Eleri wanted to take what she learnt at A Levels in Business Studies further but had no interest in going to a bricks and mortar university. A childhood injury prevented her from certain activities and meant she would regularly need to attend hospital. The OU kept coming up on her searches for alternatives and friends of her father had also done degrees with the OU - even at this early stage the advice she received was really good.
Eleri received a grant and help towards learning materials and travel to the tutorials without which she would not have been able to go. Studying has helped Eleri to grow as a person and she claims that getting her degree has improved her employability and given her confidence.
I did A Level Business Studies, History and Biology at school, and was particularly interested in taking business studies further, but going to a bricks and mortar university didn't interest me and I have regular treatment for a childhood shoulder injury which means going to and from hospital.
The cost of going to university also put me off, so I looked into alternatives. The Open University kept coming up on searches and it turned out that two of my father's friends had done degrees with the OU.
My experience of the OU at this early stage was a good one and the advice I got was really good. I knew what course I wanted to do, Business Studies, and knew exactly what I would be getting even before the first books arrived.
For the first year of study from 2009, I wasn't working, my injury prevented me from work that involved lifting books and moving files around. But I was studying three courses at once and that helped me when I did get a part time job in the HR department of a housing association.
Doing an OU degree certainly helped me get that job as a criteria for the role was being able to work in a team and on your own, and I was already juggling many tasks with my different courses.

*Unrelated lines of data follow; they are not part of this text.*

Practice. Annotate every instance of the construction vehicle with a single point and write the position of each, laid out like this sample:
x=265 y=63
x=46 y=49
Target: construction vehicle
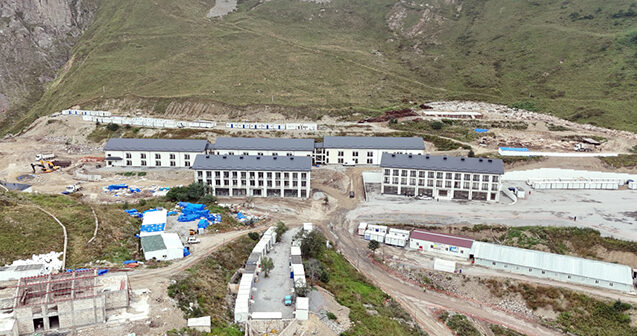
x=46 y=166
x=39 y=157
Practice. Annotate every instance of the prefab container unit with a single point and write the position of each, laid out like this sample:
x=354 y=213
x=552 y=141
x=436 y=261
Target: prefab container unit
x=554 y=266
x=397 y=237
x=361 y=229
x=442 y=243
x=295 y=250
x=302 y=308
x=242 y=309
x=264 y=316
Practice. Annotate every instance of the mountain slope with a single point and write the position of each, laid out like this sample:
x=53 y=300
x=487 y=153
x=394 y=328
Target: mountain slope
x=574 y=59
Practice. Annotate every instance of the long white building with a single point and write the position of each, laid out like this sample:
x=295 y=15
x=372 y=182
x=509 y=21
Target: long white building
x=122 y=152
x=263 y=146
x=357 y=150
x=442 y=177
x=250 y=175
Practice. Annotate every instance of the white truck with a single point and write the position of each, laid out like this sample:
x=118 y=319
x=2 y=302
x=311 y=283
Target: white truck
x=39 y=157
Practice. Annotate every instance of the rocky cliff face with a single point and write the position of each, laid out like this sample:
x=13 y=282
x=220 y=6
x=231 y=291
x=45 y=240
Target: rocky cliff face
x=36 y=37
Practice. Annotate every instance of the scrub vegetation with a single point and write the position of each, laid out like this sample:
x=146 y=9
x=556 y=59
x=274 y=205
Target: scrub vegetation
x=573 y=59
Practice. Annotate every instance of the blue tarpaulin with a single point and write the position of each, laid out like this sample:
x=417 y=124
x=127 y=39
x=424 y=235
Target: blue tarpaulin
x=153 y=227
x=515 y=149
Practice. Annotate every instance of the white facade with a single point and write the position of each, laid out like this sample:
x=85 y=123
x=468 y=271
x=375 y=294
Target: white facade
x=242 y=183
x=151 y=159
x=443 y=185
x=397 y=237
x=554 y=266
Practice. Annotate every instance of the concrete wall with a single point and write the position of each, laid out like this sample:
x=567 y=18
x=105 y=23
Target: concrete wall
x=364 y=156
x=565 y=277
x=428 y=246
x=181 y=159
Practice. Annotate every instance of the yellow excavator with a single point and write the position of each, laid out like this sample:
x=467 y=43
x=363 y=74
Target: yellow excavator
x=46 y=166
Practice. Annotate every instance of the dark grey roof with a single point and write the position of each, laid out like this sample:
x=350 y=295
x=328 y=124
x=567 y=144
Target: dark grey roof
x=442 y=163
x=156 y=145
x=252 y=162
x=373 y=142
x=281 y=144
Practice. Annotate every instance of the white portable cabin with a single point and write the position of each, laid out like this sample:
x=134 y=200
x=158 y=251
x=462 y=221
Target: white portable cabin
x=376 y=232
x=397 y=237
x=444 y=265
x=266 y=316
x=302 y=308
x=361 y=229
x=298 y=275
x=295 y=250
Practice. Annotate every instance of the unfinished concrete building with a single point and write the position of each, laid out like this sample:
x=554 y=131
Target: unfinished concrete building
x=67 y=300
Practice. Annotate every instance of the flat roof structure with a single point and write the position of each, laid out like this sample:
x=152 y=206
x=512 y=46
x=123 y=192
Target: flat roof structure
x=156 y=145
x=252 y=163
x=558 y=263
x=269 y=144
x=363 y=142
x=442 y=238
x=443 y=163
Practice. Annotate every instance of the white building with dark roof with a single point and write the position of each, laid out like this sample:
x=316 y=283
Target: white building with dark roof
x=442 y=177
x=172 y=153
x=254 y=175
x=554 y=266
x=356 y=150
x=263 y=146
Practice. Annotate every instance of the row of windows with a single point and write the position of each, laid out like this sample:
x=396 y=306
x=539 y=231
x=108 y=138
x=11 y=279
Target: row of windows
x=253 y=183
x=244 y=175
x=440 y=175
x=157 y=163
x=157 y=156
x=440 y=183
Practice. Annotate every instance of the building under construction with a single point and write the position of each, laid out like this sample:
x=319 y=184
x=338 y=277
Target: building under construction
x=65 y=300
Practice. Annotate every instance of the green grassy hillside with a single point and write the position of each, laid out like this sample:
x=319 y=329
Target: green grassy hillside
x=574 y=59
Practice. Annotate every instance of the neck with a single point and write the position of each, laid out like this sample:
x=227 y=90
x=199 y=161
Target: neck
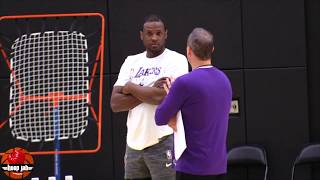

When I joined the chief executive was also studying with the OU and knew the commitment that required. Working and studying can be challenging but being organised helped, and if I knew I was working when assignments were due I made sure I got them in on time or before.
Almost straight away I was able to use what I was studying in my job, I would be reading something at home and thinking 'that would be useful' at work. The more I studied the better marks I was getting and the more things I could input at work. I found that what you learn today you can feed into your job tomorrow and this helps you in any role, and helps your employer. I have now been promoted to officer level. I have grown as a person and studying for and getting my degree has improved my employability and given me confidence. In my job, I can't be a shy type when I am dealing with staff and clients.
In fact in 2009 when I started studying, I wouldn't have recognised the person I have now become. I was a quiet person who wouldn't even go to tutorials. But my tutor encouraged me to go along and I went to all of them I could, and I enjoyed them. Where I had been worried that if someone disagreed with something that you said your point must be wrong - but I learned that it was only about voicing different opinions.
My level of income qualified me for a grant and yearly help towards materials, paper, ink and travel to Cardiff, which is quite a long way away, for tutorials. Without the grants I would not be able to do it and I want to repay that investment in me. I have studied, got a degree and can see I have potential, I am not unemployed, I show that in the job I have today that I am not a drain on society. I also try and give back to the OU by helping the next students with advice where I can via the web forums.
Graduation day at the Millennium Centre in Cardiff was surreal, but to be honest afterwards I felt a bit lost actually. Before then I had finished a course and the next one was always waiting to start. Then after the last one - I didn't have anything to do!
When you start learning with the OU you can't stop, I didn't realise that when I started!